Tuesday, October 9, 2012

Strike Nation - Largest African economy crippled by series of strikes

South Africa, the largest economy in Africa, is suffering a series of strikes that is not only crippling its economy but also how the world views the country. Starting within the mining industry, the strikes have now spread to the public sector and the trucking industry. The possibility of it spreading to rail and port workers is strong as the South Africa Transport and Allied Workers Union has applied for permission to expand the strike to these workers.

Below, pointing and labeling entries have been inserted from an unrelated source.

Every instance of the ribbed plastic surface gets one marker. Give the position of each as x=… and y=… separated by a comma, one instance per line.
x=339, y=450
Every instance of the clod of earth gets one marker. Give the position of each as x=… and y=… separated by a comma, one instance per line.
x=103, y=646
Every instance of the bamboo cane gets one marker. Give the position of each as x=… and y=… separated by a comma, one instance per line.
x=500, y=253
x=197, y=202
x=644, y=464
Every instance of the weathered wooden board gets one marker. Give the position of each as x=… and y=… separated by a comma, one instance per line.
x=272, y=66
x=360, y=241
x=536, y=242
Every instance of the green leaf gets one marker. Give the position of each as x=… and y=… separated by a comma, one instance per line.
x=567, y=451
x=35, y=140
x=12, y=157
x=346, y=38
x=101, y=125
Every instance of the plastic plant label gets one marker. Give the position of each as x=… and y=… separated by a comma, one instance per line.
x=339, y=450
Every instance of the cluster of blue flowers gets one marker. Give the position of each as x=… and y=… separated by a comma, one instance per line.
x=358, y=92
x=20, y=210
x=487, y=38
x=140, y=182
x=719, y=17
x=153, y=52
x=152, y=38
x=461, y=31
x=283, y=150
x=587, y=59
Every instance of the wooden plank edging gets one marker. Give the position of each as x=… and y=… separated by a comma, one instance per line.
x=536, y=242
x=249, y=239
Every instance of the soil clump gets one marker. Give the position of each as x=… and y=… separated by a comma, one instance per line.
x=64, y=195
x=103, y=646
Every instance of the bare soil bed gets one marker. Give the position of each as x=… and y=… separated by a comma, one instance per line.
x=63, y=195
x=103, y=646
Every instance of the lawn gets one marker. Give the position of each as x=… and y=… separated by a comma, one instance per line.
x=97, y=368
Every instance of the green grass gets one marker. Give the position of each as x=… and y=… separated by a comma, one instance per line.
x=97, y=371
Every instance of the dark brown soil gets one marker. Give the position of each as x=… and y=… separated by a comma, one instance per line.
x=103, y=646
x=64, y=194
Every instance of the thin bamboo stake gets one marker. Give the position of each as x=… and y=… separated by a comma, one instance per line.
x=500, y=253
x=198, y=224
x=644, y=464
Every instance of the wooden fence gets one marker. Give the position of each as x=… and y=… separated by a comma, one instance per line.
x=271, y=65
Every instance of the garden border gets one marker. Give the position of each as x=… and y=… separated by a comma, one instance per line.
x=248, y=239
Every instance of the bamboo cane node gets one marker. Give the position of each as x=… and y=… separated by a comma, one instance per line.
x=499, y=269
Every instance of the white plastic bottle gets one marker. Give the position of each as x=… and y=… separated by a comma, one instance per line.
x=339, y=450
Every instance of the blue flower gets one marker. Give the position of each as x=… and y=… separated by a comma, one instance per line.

After Asia, Africa is the fastest growing region in the world and is home to a growing middle class. South Africa is considered an entry-point for many international companies interested in expanding into Africa. However, the risks surrounding the current turmoil and rising costs have resulted in growing concern for many companies contemplating such a move.  In fact, the strikes have exposed South Africa’s persistent issues of widespread poverty and unemployment despite the end of apartheid over eighteen years ago. It also raises a question concerning the region overall - how much will this affect the growth of the overall region?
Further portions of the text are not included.